Several limitations exist in the study. The model evaluations might be affected by the fact that the WMHP dataset was collected from a single institution and with MR machines from a single vendor. In the future, we will expand the WMHP dataset with multi-center collaborations and multi-vendor data, improving the diversity of the dataset with multiple clinical settings and patient demographics, and validate the proposed model’s generalizability and further solidify our findings. In addition, the real-world diagnosis of PCa generally integrates radiological findings together with clinical test results and demographic information2,3. However, just like other existing studies4,5,6,7,8,9,10,23, our study is limited on only utilizing information from mpMRI images. Potential performance improvements could be achieved if including clinical test results and demographic information in the csPCa detection model design, since they have shown the ability to improve model performance compared with using imaging information only in other computer-aided disease diagnosis studies51,52,53,54,55. In addition, due to the limit role played by the DCE imaging in the clinical practice, we excluded the DCE imaging from the model design, like other existing studies with the same research objectives51,52,53,54,55. As the DCE imaging can provide microvascular structure information, it could also potentially contribute to improved PCa diagnosis by providing imaging information from another perspectives3. The integration of clinical information and radiological findings, and the inclusion of the DCE imaging could be our future research directions.

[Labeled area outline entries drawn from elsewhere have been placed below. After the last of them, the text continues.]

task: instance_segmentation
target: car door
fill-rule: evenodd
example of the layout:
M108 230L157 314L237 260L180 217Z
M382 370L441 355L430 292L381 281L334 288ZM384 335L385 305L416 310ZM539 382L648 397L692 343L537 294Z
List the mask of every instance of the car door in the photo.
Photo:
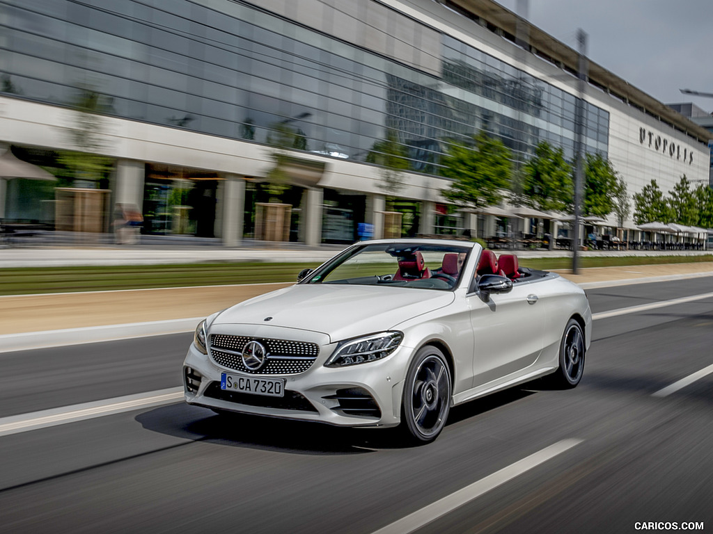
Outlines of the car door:
M486 301L479 293L468 294L475 339L473 387L514 378L540 355L546 316L538 286L543 288L515 281L511 291L491 294Z

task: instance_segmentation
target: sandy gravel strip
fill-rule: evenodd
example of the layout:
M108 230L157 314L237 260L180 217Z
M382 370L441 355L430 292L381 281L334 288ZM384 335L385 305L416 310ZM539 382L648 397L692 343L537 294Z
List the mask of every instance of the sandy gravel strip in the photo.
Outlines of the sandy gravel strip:
M117 397L94 402L13 415L0 419L0 436L9 436L12 434L20 434L48 426L56 426L59 424L103 417L105 415L130 412L140 408L170 404L183 399L183 388L171 387L148 393L138 393L135 395Z

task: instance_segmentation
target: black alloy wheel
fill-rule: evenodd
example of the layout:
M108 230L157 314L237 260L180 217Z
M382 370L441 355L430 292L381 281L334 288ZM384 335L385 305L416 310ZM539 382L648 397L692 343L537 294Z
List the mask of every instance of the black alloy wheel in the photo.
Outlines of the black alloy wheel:
M401 426L408 441L433 441L446 426L451 409L451 371L436 347L421 347L406 374Z

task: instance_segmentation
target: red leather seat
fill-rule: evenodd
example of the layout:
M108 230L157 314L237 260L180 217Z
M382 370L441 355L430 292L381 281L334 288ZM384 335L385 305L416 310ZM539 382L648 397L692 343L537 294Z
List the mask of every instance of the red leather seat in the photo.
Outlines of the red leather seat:
M443 260L441 263L441 272L451 276L458 276L458 253L448 252L443 254Z
M498 258L493 251L483 250L478 261L478 276L498 274Z
M501 254L498 259L498 267L503 271L503 275L511 280L522 276L518 272L518 256L515 254Z
M399 260L399 271L394 275L394 280L416 280L430 278L431 271L426 266L423 255L418 251L409 258Z

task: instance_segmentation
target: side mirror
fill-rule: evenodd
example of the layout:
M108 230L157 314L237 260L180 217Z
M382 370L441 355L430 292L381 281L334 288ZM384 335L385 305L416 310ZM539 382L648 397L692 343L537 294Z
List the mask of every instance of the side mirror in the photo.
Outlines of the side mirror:
M299 274L297 275L297 281L302 282L304 278L309 276L312 272L312 269L302 269L299 271Z
M484 300L491 293L509 293L513 288L513 281L507 276L498 274L484 274L478 281L478 290Z

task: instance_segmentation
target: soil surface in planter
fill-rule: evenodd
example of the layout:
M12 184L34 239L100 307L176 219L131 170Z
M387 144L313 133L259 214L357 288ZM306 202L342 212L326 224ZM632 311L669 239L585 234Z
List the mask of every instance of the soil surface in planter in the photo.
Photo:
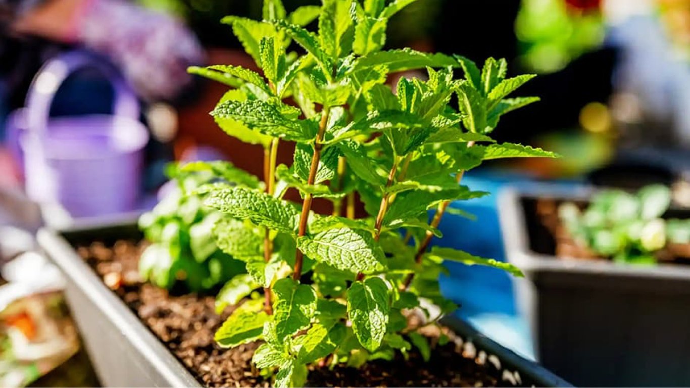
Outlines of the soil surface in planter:
M558 206L564 201L551 198L524 199L529 233L529 244L535 252L558 258L607 260L589 247L575 240L558 217ZM573 201L571 201L573 202ZM587 203L574 201L580 210L586 208ZM690 213L682 211L669 211L664 218L685 219ZM690 264L690 244L669 244L656 254L661 262Z
M119 241L113 246L94 243L77 251L179 358L208 387L268 387L270 378L251 363L258 343L222 349L213 334L232 312L215 313L214 299L194 294L174 295L142 284L137 264L146 242ZM434 347L426 362L416 349L405 360L377 360L359 369L337 366L312 367L308 384L314 387L496 387L513 386L489 362L480 362L472 347L453 341L437 345L440 332L425 333ZM452 333L451 333L452 335Z

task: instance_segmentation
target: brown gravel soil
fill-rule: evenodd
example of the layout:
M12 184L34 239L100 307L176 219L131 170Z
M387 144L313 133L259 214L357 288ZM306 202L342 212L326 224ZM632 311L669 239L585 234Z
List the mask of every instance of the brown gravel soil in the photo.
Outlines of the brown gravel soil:
M580 260L608 260L610 258L599 255L582 242L576 240L563 225L558 218L558 206L562 201L552 199L540 199L536 202L535 212L539 222L544 229L549 234L541 238L553 240L554 246L552 251L541 252L552 254L558 258L575 258ZM586 204L580 202L576 204L584 210ZM660 262L668 262L680 264L690 264L690 244L673 244L659 251L656 259Z
M145 247L146 242L119 241L112 248L94 243L77 251L200 383L207 387L269 386L270 378L262 376L250 362L258 344L224 349L213 341L214 333L232 308L218 316L213 297L173 295L141 282L137 266ZM437 342L436 331L425 333L432 345ZM452 333L450 336L453 338ZM393 361L377 360L359 369L315 366L308 384L313 387L514 385L515 375L502 372L493 361L487 362L485 353L477 352L471 344L457 338L444 346L435 346L428 362L417 351L411 351L407 360L399 355Z

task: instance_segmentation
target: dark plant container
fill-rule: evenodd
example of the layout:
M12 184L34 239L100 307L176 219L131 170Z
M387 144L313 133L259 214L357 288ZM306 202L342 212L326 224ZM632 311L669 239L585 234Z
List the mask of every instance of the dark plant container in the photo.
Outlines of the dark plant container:
M66 278L66 297L101 382L107 387L200 387L199 382L139 320L139 318L83 262L74 249L93 241L113 243L139 239L131 224L39 231L38 241ZM524 386L571 387L542 367L529 361L448 316L443 323L466 342L478 358L499 360L502 374ZM507 382L504 381L504 383Z
M589 195L506 191L500 199L506 257L525 275L514 284L537 359L580 386L690 385L690 266L557 258L535 211L546 197Z

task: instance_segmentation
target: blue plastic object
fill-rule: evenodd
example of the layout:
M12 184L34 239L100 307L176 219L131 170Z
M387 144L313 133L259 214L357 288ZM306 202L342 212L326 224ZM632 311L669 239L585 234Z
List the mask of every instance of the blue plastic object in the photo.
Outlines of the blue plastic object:
M471 213L476 220L446 214L439 225L443 238L435 237L432 244L506 261L498 220L498 193L509 186L529 188L544 184L523 174L480 170L466 174L462 184L491 195L451 204L452 208ZM580 184L579 182L565 182L558 186L568 190ZM446 265L450 274L442 277L441 289L447 298L460 305L455 315L480 331L490 333L503 346L533 359L527 322L519 316L515 307L511 275L490 267L452 262L446 262Z

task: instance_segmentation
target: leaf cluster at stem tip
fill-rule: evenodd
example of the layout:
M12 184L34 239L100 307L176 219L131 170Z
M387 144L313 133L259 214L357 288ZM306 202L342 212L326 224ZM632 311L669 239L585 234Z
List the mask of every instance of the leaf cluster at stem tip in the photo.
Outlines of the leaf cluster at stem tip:
M260 71L189 69L228 87L210 113L221 129L264 148L262 179L222 162L179 168L214 177L185 197L215 215L203 234L209 250L241 264L217 297L219 311L235 308L216 341L260 341L253 362L275 374L277 386L303 385L314 362L356 367L406 357L413 347L428 358L428 339L406 317L426 313L435 324L422 300L444 313L456 308L439 288L445 260L522 275L506 263L428 249L451 202L488 194L460 184L466 171L484 160L555 157L491 137L503 115L538 99L510 97L532 76L508 77L504 59L480 69L458 55L384 50L388 19L415 1L324 0L288 12L265 0L261 21L222 21ZM387 83L411 70L420 76ZM277 165L286 142L296 144L293 159ZM284 198L288 189L301 203ZM315 200L334 211L315 213ZM355 219L358 204L367 215Z

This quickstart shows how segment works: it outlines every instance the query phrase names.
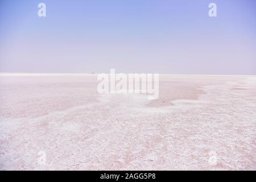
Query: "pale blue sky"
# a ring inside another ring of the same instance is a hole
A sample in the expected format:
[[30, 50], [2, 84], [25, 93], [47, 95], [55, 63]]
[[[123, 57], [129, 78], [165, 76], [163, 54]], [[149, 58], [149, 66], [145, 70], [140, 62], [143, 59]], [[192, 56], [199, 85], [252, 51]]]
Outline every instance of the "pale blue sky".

We have shown that by taking PCa-specific anatomical priors into consideration, the PCa detection model improves its performance on both csPCa detection and patient-level classification. We believe the advantage comes from the key ideas of fusing the anatomical-related clinical priors into the loss function and network architecture design, which can better guide model training. The achievement could potentially influence the future designs of the DL-based PCa detection models on how the anatomical priors could help enhance the performance when integrating with DL model designs. We hypothesize that integrating the disease-specific anatomical-related knowledge into the model design could also potentially improve the model performance for other diseases, which could be a future research direction.

Conclusions

We have demonstrated that by integrating anatomical priors into the deep learning network architecture design, the model efficacy is enhanced on both clinically significant prostate cancer (csPCa) detection and patient-level classification. Adopted from the clinical interpretation, the anatomical priors are carefully achieved by a symmetric-aware architecture design and the Zonal Loss (ZL), which format the proposed 3D anatomical-aware prostate cancer detection network (AtPCa-Net). Our experiments show that the model performance improves when either symmetric-related anatomical priors or zonal appearance differences of PCa are considered, with the best results achieved when the model incorporates both information. The proposed AtPCa-Net shows superior performance to other baseline models in both csPCa detection and patient-level classification, and shows the potential to further reduce the number of unnecessary biopsies may be caused by using current DL models. Our approach also reveals the potential flexibility of the anatomical-aware designs as they can improve the model performance with different backbone networks. How to generalize the anatomical-aware design idea to other specific diseases and how to integrate the design with clinical test results and demographic information could be our future research directions.